The net monthly flows in debt mutual funds rose from `43,431 crore in April 2020 to `94,224 crore in May 2020, according to Association of Mutual Funds of India (Amfi). The jump of `50,793 crore is more than a 100% growth in monthly flows.
However, it is unclear how much of this money has come into the relatively low-risk categories of liquid and overnight funds and how much into categories like credit risk funds that saw huge redemption in the past few months. The total debt fund assets under management (AUM) at the end of April 2020 was `7.44 trillion, and May’s inflow of `94,224 crore has resulted in a 12% jump in assets.
AUM data on categories other than liquid and overnight funds is disclosed on a daily basis and gives a rough idea of flows in individual categories.
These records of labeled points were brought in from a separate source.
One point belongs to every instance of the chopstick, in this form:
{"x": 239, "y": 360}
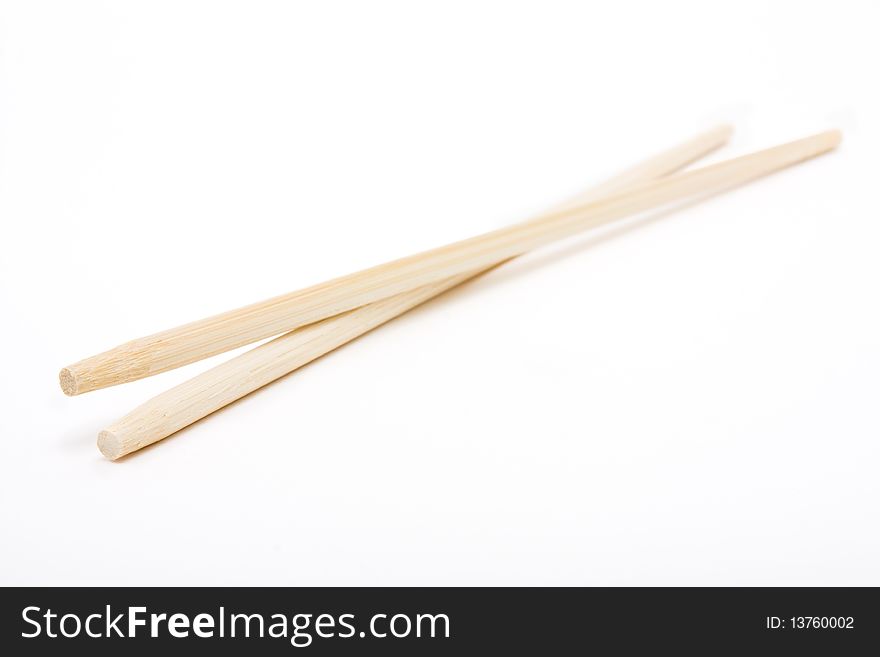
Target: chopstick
{"x": 204, "y": 338}
{"x": 200, "y": 396}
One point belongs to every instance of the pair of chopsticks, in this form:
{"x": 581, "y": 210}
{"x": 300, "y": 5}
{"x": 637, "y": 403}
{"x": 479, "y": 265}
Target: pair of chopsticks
{"x": 314, "y": 321}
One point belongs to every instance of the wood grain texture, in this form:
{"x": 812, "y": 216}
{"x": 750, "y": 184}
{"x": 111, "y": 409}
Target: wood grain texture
{"x": 200, "y": 396}
{"x": 207, "y": 337}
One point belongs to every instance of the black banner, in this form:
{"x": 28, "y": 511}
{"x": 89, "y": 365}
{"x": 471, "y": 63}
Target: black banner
{"x": 418, "y": 621}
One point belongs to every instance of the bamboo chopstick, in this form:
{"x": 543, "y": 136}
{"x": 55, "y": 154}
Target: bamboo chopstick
{"x": 192, "y": 400}
{"x": 202, "y": 339}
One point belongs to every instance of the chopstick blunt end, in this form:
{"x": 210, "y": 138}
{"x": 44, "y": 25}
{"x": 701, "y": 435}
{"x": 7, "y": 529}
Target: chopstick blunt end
{"x": 68, "y": 382}
{"x": 110, "y": 445}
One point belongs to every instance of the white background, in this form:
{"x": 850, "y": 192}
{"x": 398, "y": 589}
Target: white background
{"x": 692, "y": 400}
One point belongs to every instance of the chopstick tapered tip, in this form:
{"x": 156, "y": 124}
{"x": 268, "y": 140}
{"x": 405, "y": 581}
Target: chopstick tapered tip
{"x": 68, "y": 382}
{"x": 109, "y": 445}
{"x": 834, "y": 138}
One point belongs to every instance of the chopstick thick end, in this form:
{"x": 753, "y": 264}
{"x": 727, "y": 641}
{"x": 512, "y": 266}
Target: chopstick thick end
{"x": 110, "y": 445}
{"x": 68, "y": 382}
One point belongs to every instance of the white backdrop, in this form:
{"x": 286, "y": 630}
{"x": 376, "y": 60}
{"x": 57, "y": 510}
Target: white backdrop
{"x": 692, "y": 400}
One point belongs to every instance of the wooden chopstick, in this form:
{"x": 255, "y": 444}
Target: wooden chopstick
{"x": 204, "y": 338}
{"x": 192, "y": 400}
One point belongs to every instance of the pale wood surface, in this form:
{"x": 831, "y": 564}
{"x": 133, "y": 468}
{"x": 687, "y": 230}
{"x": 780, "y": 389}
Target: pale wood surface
{"x": 207, "y": 392}
{"x": 204, "y": 338}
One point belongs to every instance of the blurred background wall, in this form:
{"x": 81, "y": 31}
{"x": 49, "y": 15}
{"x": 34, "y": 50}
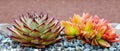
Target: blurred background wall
{"x": 61, "y": 9}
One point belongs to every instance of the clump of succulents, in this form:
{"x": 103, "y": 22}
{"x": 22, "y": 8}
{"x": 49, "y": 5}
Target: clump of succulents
{"x": 90, "y": 30}
{"x": 35, "y": 30}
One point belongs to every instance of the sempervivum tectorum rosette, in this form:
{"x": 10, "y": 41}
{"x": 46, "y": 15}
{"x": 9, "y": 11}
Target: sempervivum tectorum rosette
{"x": 35, "y": 30}
{"x": 90, "y": 30}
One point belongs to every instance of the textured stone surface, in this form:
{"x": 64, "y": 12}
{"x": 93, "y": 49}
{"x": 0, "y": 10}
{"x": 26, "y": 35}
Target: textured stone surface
{"x": 6, "y": 44}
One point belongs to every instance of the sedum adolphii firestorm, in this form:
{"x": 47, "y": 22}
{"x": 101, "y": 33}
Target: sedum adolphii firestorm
{"x": 35, "y": 30}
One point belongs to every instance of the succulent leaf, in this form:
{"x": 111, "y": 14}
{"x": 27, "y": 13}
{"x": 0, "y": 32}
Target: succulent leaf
{"x": 90, "y": 30}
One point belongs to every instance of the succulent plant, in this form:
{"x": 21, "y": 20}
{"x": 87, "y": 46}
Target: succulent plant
{"x": 35, "y": 30}
{"x": 90, "y": 30}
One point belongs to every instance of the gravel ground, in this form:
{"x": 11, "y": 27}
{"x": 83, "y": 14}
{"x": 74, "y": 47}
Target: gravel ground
{"x": 6, "y": 44}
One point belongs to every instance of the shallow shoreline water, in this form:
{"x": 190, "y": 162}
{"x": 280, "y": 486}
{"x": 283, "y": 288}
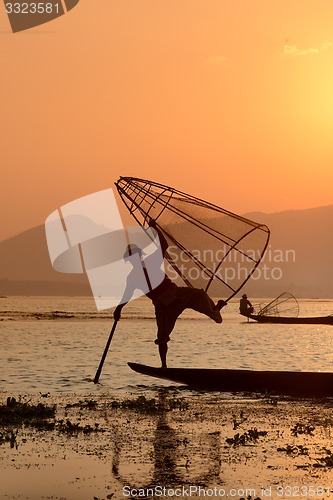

An increase in AUM happens due to flows and returns but returns are a relatively small component on a monthly basis, especially in debt funds.
According to data compiled by mutual fund analytics and research firm Pulse Labs, as of 27 May, credit risk funds saw a drop in AUM of `5,204 crore over the past month and medium-term funds saw a drop of `1,464 crore. In case of credit risk funds, this was about 16% of their assets and for medium duration funds, it was about 7% of their assets.
On the other hand, relatively low-risk categories saw increases in AUM. Money market funds saw an AUM increase of `7,014 crore, banking and PSU funds saw an AUM increase of `9,529 crore and corporate bond funds saw an AUM rise of `4,819 crore.
“Inflows have picked up in the relatively low-risk categories and outflows have slowed in high-risk categories. It’s possible that some of the flows may be coming from banks given the amount of liquidity in the system,” said Kaustubh Belapurkar, director, fund research, Morningstar Investment Advisor India.